This article about peer-to-peer file-sharing networks shutting down in the wake of last year’s Supreme Court decision holding companies liable for copyright infringement on their networks is interesting. Specifically, this quote:
Mitch Bainwol, head of the music industry trade group Recording Industry Association of America, concedes some file-sharers will find other means of obtaining pirated music online.
“There will always be new technological challenges,” Bainwol said.
I’m surprised that the RIAA seems to concede what was apparent to everyone else almost from the moment Napster showed up. Technology changes the way people live and consume culture. Change is inevitable. It’s one of the most tedious (and useful!) features of capitalism. Those who anticipate, or even play catch-up on the back side of a change, will succeed. When customers start using a product in a way unexpected and/or unintended by a business, understanding and adapting are the most effective responses.
In the case of downloading music and the RIAA, it’s okay to be surprised at the rise of the mp3 player.
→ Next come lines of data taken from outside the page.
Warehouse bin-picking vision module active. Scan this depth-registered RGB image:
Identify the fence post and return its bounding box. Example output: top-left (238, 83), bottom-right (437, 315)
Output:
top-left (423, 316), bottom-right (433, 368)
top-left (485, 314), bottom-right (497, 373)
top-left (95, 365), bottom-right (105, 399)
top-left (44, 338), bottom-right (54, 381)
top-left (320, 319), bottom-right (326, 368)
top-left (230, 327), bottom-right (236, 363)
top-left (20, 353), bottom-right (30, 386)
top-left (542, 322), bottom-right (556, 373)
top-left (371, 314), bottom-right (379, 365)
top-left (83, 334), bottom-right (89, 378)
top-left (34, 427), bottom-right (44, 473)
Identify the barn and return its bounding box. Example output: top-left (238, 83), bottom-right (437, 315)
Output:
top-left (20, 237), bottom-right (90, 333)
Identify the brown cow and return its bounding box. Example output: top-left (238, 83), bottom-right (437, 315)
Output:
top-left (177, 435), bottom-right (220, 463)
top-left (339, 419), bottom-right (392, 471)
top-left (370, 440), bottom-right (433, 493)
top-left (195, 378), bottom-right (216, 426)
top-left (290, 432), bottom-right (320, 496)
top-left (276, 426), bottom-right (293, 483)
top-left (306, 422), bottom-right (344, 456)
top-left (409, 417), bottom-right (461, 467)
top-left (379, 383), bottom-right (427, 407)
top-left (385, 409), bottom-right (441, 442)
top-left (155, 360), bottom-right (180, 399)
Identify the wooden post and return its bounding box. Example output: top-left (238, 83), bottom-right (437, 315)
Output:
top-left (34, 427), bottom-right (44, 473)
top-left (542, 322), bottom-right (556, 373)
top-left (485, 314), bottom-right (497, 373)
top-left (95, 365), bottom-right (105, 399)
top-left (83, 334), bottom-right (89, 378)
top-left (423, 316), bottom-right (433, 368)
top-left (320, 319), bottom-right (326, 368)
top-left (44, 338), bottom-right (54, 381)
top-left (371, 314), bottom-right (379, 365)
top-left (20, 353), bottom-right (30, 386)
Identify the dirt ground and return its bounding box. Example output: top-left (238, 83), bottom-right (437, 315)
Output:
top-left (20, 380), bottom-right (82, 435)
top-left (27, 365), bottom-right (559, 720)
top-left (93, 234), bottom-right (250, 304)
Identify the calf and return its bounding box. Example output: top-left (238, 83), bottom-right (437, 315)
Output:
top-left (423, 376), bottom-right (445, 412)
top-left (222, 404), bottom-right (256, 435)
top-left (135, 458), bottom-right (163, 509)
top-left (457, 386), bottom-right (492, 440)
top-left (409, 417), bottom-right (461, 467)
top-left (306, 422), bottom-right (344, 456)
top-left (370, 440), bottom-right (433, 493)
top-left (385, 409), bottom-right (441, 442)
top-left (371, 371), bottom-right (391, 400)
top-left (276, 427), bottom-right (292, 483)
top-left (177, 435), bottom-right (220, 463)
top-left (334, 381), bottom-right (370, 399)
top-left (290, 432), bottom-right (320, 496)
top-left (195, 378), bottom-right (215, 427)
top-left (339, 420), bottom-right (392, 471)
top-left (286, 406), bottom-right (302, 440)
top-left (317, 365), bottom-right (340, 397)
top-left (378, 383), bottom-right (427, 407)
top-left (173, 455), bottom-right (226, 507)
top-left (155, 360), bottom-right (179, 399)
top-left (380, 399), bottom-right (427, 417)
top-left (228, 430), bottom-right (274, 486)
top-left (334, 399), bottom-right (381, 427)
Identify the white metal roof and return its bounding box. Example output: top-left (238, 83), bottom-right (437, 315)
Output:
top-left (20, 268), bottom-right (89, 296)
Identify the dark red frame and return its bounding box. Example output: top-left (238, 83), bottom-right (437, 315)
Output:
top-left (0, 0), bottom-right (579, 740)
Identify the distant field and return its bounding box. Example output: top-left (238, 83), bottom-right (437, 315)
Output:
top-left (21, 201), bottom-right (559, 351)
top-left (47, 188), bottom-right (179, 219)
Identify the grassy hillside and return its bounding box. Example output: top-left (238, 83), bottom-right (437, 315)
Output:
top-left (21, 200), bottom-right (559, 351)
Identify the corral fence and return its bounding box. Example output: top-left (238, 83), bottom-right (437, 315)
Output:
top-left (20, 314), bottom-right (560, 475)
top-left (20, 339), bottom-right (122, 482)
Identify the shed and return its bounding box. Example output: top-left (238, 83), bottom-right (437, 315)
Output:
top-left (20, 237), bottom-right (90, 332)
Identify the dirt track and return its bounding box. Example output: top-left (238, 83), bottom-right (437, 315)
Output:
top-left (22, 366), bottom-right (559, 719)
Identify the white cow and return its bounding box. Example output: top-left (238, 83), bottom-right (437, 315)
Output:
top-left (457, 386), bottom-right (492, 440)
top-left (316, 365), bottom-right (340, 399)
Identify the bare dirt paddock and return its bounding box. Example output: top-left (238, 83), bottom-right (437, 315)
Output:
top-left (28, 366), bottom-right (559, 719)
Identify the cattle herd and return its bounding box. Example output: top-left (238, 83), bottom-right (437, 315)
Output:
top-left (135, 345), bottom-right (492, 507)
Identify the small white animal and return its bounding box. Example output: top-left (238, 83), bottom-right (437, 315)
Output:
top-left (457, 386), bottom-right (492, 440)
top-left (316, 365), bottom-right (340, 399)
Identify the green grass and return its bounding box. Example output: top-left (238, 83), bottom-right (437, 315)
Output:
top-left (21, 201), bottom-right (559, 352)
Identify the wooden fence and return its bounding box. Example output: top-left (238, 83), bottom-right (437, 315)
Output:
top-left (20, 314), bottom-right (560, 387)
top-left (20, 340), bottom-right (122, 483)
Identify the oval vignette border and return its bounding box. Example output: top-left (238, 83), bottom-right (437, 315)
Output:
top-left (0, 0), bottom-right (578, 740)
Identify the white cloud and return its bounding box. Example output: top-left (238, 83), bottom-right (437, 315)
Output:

It’s not okay to exclusively treat customers as criminals (even when they are acting as such) because the new technology won’t go away. Figure out a way to give them what they want, and do it fast. The legal profitable behavior has a better chance of supplanting the illegal unprofitable behavior. A shorter way of saying that goes something like this:
“The company or companies that find the most effective method for transforming downloaders into consumers will be the biggest winners in 2006.” [- Morpheus founder Michael Weiss]
Replace 2006 with 2000 and that’s what smart people were saying when this nonsense started. Only fearful economic dinosaurs don’t know that.
For further thoughts, see this entry at Catallarchy. The premise of the argument and its eventual conclusion are preposterous, but it’s worth noting that someone entertains such a position.
OMG .. we were saying this the minute the internets started gaining momentum/popularity back in the early 90s – everything has changed – and the entertainment industry is going to have to find a way to change with it.
Oh and Congrats on the victory Monday! It was a great game!